Hermann Hesse

Entzückung
1921

Hermann Hesse, Entzückung

Aquarell und Tusche auf Papier

2 Blätter, je 21,9 × 17 cm

Dazu das handgeschriebene Gedicht mit 19 Zeilen, 5 davon auf der Rückseite des Aquarells

Provenienz

Sammlung Helen Wolff, USA; Sammlung Rudolf und Irene Serkin, USA; Privatsammlung New York

Ausstellungen
  • Galerie Ludorff, "Hermann Hesse – Malerfreude", Düsseldorf 2016
Literatur
  • Galerie Ludorff, "Hermann Hesse – Malerfreude", Düsseldorf 2016, S. 50
  • Richard C. Helt, "'... A Poet Or Not At All' The Tübingen and Basel Years of Hermann Hesse", Providence 1996, S. 6

Entzückung

(Rückseite:)Immer und immer fühl ich's, ob alt oder jung:

Ein Gebirg in der Nacht, am Balkon ein schweigendes Weib,

Eine weiße Straße im Mondschein mit sanftem Schwung,

Das reißt mir vor Sehnsucht das bange Herz aus dem Leib.

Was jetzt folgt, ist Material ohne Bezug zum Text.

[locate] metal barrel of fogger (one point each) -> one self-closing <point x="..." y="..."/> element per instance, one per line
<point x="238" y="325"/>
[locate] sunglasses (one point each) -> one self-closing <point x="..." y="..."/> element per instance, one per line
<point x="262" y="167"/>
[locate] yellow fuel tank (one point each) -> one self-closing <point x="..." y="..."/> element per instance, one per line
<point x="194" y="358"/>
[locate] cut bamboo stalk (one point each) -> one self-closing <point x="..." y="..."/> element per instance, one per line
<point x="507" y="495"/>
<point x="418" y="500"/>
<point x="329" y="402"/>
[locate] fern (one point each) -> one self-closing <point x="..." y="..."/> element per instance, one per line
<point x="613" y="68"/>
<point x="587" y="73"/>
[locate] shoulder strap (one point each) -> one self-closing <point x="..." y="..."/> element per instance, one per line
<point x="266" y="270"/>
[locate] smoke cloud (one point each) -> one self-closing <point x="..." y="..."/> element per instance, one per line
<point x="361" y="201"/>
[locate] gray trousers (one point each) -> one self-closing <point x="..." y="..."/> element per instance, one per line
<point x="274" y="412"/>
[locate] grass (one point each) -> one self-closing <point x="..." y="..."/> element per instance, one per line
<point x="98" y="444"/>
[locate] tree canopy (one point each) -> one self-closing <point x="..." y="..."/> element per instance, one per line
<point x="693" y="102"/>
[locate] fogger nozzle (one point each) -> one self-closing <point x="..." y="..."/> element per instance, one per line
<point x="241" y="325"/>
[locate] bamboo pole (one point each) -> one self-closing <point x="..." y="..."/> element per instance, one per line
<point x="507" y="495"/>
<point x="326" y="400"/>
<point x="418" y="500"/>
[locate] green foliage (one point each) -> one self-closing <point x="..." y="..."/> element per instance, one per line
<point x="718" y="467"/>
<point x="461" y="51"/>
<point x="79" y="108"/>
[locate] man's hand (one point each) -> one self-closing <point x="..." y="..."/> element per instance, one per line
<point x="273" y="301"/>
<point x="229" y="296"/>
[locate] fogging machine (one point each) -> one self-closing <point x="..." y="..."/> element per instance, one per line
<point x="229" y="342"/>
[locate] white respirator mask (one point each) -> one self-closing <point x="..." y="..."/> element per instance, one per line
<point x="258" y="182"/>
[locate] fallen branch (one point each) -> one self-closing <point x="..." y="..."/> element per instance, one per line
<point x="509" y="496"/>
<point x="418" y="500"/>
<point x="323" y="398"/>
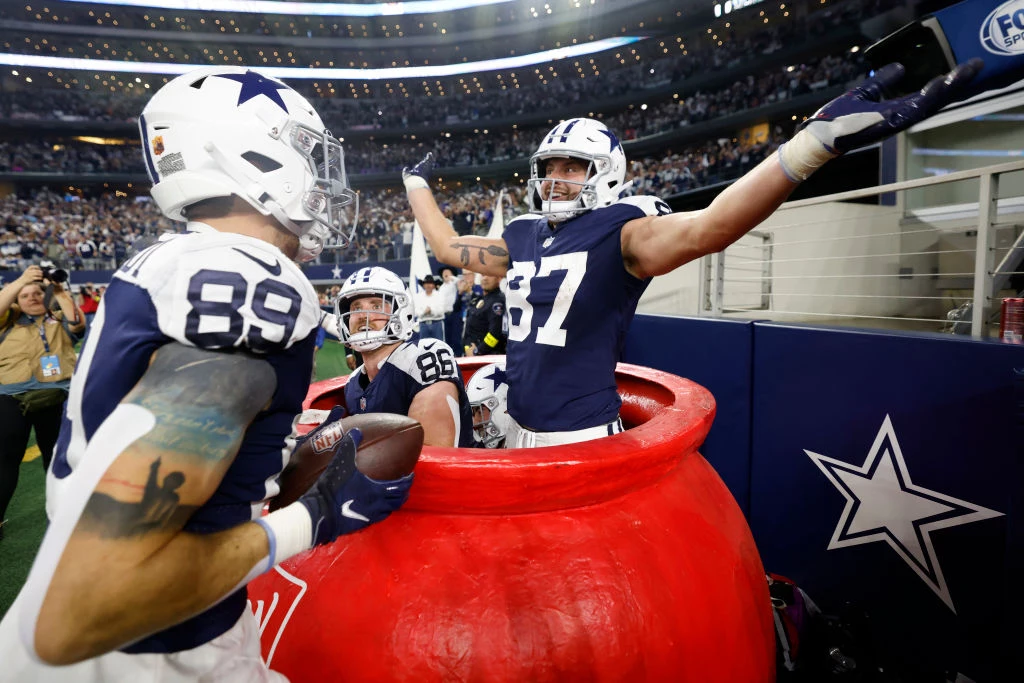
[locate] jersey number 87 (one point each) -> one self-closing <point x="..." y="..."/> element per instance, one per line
<point x="520" y="281"/>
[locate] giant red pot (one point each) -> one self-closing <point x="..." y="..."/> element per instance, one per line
<point x="620" y="559"/>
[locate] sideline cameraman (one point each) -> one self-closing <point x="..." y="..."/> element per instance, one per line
<point x="37" y="358"/>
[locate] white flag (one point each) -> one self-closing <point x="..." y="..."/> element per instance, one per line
<point x="419" y="265"/>
<point x="498" y="222"/>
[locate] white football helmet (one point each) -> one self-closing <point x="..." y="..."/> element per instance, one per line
<point x="592" y="142"/>
<point x="488" y="388"/>
<point x="375" y="282"/>
<point x="219" y="131"/>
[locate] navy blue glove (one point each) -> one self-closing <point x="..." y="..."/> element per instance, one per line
<point x="344" y="500"/>
<point x="419" y="175"/>
<point x="861" y="117"/>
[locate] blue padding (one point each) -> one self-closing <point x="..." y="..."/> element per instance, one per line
<point x="716" y="354"/>
<point x="950" y="402"/>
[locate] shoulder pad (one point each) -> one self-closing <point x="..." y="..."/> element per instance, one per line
<point x="651" y="206"/>
<point x="216" y="290"/>
<point x="525" y="218"/>
<point x="426" y="360"/>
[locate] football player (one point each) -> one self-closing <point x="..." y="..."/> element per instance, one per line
<point x="577" y="265"/>
<point x="416" y="378"/>
<point x="487" y="393"/>
<point x="181" y="410"/>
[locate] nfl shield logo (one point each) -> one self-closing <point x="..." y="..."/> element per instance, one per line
<point x="327" y="438"/>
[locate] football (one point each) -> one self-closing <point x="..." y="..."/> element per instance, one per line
<point x="390" y="447"/>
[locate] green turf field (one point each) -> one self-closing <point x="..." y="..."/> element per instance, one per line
<point x="26" y="515"/>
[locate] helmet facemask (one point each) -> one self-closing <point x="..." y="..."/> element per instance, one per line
<point x="397" y="306"/>
<point x="366" y="338"/>
<point x="486" y="431"/>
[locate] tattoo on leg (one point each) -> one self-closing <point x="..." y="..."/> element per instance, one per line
<point x="158" y="509"/>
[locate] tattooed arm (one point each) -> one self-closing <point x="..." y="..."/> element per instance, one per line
<point x="488" y="257"/>
<point x="116" y="564"/>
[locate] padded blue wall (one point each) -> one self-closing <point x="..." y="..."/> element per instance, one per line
<point x="884" y="472"/>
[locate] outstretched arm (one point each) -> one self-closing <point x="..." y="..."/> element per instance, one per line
<point x="116" y="565"/>
<point x="489" y="257"/>
<point x="656" y="245"/>
<point x="436" y="408"/>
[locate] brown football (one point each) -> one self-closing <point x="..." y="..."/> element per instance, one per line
<point x="389" y="450"/>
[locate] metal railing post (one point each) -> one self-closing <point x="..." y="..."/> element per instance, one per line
<point x="984" y="254"/>
<point x="717" y="283"/>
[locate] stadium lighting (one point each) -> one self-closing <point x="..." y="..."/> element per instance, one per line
<point x="173" y="69"/>
<point x="303" y="8"/>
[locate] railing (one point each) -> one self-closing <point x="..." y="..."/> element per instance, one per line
<point x="840" y="260"/>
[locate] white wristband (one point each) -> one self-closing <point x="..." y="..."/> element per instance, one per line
<point x="803" y="155"/>
<point x="290" y="531"/>
<point x="414" y="181"/>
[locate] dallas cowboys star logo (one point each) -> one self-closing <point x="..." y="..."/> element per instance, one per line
<point x="254" y="85"/>
<point x="497" y="377"/>
<point x="612" y="140"/>
<point x="882" y="504"/>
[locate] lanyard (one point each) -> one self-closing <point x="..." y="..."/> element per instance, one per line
<point x="42" y="333"/>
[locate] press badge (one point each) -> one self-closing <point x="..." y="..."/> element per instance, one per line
<point x="51" y="366"/>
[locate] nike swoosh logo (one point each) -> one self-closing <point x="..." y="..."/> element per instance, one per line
<point x="347" y="511"/>
<point x="273" y="270"/>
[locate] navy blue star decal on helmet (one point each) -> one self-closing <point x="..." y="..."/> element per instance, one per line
<point x="254" y="85"/>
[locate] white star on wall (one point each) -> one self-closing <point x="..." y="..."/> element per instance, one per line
<point x="882" y="504"/>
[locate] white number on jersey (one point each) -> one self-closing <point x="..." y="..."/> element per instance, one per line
<point x="435" y="365"/>
<point x="551" y="333"/>
<point x="217" y="296"/>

(andere Seite:) O brennende Welt, o weißes Weib am Balkon,

Bellender Hund im Tal, fernrollende Eisenbahn,

O wie loget ihr, o wie bitter betrogt ihr mich schon -

Dennoch seid ihr noch immer mein süßester Traum und Wahn!

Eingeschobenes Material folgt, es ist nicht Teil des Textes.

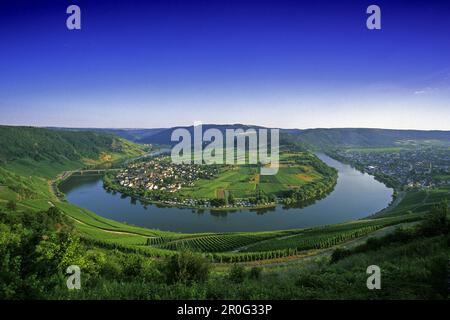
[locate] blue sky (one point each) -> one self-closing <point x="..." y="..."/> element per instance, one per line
<point x="291" y="64"/>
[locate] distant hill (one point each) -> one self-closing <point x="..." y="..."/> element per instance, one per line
<point x="129" y="134"/>
<point x="362" y="137"/>
<point x="163" y="137"/>
<point x="45" y="152"/>
<point x="322" y="138"/>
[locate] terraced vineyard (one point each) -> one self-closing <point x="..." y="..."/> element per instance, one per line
<point x="220" y="242"/>
<point x="244" y="247"/>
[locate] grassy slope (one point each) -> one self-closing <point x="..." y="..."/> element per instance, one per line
<point x="33" y="193"/>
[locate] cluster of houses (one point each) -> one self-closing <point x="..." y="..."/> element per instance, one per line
<point x="417" y="168"/>
<point x="161" y="174"/>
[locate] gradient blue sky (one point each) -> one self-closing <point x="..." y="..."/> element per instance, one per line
<point x="291" y="64"/>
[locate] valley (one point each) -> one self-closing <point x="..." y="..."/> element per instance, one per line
<point x="113" y="242"/>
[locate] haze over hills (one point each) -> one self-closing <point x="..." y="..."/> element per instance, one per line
<point x="312" y="138"/>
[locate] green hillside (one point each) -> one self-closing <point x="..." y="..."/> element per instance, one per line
<point x="43" y="152"/>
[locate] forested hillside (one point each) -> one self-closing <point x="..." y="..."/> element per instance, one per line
<point x="361" y="137"/>
<point x="45" y="152"/>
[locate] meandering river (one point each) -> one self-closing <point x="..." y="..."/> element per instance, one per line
<point x="355" y="196"/>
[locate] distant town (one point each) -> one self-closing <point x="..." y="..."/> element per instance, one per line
<point x="423" y="167"/>
<point x="161" y="174"/>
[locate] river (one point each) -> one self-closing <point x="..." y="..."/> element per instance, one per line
<point x="355" y="196"/>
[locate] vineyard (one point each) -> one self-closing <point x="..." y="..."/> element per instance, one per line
<point x="246" y="247"/>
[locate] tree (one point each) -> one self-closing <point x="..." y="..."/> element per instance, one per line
<point x="436" y="221"/>
<point x="237" y="273"/>
<point x="186" y="267"/>
<point x="11" y="205"/>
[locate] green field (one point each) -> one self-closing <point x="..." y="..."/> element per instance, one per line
<point x="296" y="170"/>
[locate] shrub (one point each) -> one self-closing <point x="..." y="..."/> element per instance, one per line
<point x="11" y="205"/>
<point x="255" y="273"/>
<point x="338" y="254"/>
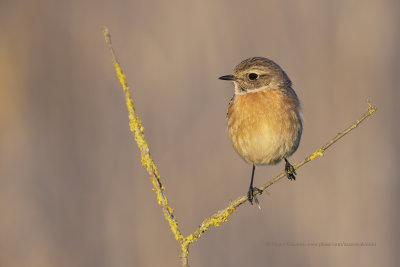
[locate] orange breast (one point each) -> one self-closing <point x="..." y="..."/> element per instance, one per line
<point x="265" y="126"/>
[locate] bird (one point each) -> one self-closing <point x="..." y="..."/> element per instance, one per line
<point x="265" y="120"/>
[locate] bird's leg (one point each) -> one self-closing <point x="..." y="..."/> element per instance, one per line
<point x="250" y="193"/>
<point x="290" y="171"/>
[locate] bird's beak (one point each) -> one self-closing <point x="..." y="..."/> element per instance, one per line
<point x="228" y="78"/>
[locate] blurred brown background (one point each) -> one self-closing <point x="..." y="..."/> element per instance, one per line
<point x="73" y="193"/>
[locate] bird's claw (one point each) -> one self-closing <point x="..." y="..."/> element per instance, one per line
<point x="252" y="195"/>
<point x="290" y="171"/>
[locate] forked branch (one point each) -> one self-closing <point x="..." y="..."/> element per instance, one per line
<point x="147" y="161"/>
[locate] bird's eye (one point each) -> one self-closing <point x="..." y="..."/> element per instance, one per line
<point x="253" y="76"/>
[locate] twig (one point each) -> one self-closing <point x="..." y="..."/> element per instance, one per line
<point x="147" y="161"/>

Oft versucht ich den Weg in die schreckliche 'Wirklichkeit',

Wo Professor, Gesetz, Mode und Geldkurs gilt,

Aber einsam entfloh ich immer, enttäuscht und befreit,

Dort hinüber, wo Traum und liebliche Narrheit quillt.

Schwüler Nachtwind im Baum, schwarze Zigeunerin,

Welt voll törichter Sehnsucht und Dichterduft,

Herrliche Welt, der ich ewig verfallen bin,

Wo dein Wetterleuchten mir zuckt, wo deine Stimme mir ruft!

Über Hermann Hesse

Der Schriftsteller Hermann Hesse war auch als bildender Künstler tätig und schuf ein umfangreiches Werk an Aquarellen und Gedichtillustrationen.